I divided the server into functional parts: web, mail and users, each has its own separate zone.
storage/zones/mailzone 758M 20.5G 717M /zones/mailzone
storage/zones/mailzone@stable20080502 41.0M - 693M -
storage/zones/userzone 167M 20.5G 128M /zones/userezone
storage/zones/userzone@stable20080502 39.2M - 166M -
storage/zones/webzone 2.36G 20.5G 519M /zones/webzone
storage/zones/webzone@stable20080502 8.03M - 517M -
storage/zones/webzone/webcontent 1.85G 20.5G 1.85G legacy
storage/zones/webzone/webcontent@stable20080515 0 - 1.85G -
I have created a stable snapshot for all filesystems, if anything should happen to any of the zones or their data, i can quickly rollback to a known state in a few seconds. Also none of the snapshots are available from within the local zones, hence the legacy mount of webcontent.
On top of this i restricted the maximum addressable amount of memory for each zone to a few hundred megabytes. This is done the with zone.max-swap resource control. I also used Fair Share Scheduling and dedicated 100 shares to the global zone and 10 to each of the other zones.

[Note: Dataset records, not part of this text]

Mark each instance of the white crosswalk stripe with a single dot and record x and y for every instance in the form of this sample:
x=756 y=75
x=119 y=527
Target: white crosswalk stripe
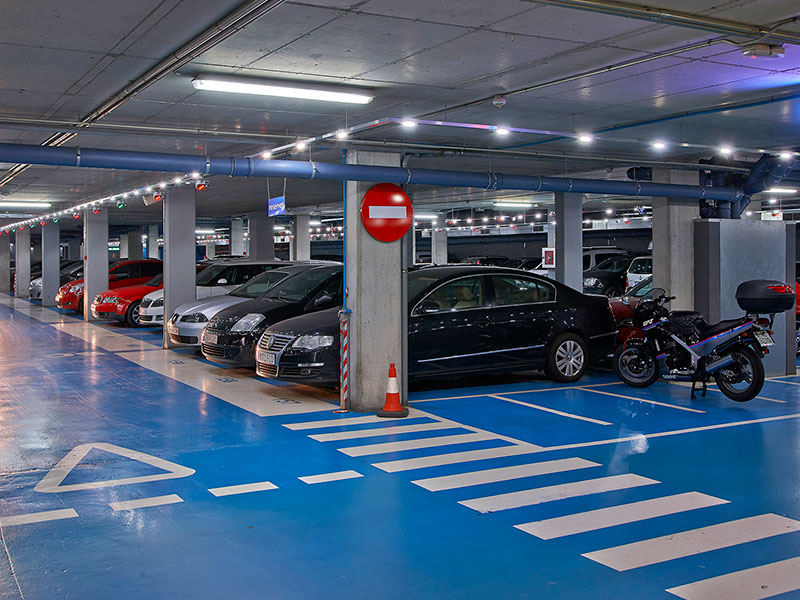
x=695 y=541
x=451 y=482
x=618 y=515
x=556 y=492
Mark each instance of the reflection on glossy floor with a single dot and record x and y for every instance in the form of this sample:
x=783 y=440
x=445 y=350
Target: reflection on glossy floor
x=133 y=472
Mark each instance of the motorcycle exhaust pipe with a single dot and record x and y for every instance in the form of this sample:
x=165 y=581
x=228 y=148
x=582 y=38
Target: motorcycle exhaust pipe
x=720 y=363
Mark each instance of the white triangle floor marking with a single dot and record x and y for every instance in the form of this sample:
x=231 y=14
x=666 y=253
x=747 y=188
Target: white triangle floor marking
x=52 y=481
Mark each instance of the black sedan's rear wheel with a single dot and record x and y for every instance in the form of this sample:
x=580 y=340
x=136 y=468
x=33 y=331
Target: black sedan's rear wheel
x=567 y=358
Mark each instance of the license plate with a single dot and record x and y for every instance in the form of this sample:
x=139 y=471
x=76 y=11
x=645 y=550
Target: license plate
x=764 y=338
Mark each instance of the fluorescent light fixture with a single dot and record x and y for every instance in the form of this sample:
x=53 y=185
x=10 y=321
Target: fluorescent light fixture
x=282 y=89
x=22 y=204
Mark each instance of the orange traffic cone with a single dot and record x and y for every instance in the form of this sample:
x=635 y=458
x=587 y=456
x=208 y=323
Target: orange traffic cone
x=392 y=406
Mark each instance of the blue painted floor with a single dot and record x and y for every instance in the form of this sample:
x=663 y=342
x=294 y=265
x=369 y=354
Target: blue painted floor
x=121 y=479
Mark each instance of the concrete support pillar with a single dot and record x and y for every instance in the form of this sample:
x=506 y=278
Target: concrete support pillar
x=374 y=282
x=261 y=235
x=134 y=243
x=569 y=239
x=22 y=270
x=673 y=240
x=300 y=245
x=95 y=260
x=179 y=251
x=152 y=241
x=237 y=237
x=5 y=263
x=51 y=263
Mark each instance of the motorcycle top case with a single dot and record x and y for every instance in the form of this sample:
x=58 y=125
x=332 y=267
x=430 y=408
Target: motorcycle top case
x=765 y=296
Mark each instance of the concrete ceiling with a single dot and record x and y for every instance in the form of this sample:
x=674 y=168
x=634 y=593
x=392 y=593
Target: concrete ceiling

I also disabled unneeded services in the local zones, it can save a few hundred MB of memory for each zone. Disabling svc:/system/webconsole:console saved about 175MB per zone.
I found this setup very useful for internet connected servers, create one zone per service and only have that service activated in the local zone. Secure the global zone and only use it for administration of the local zones.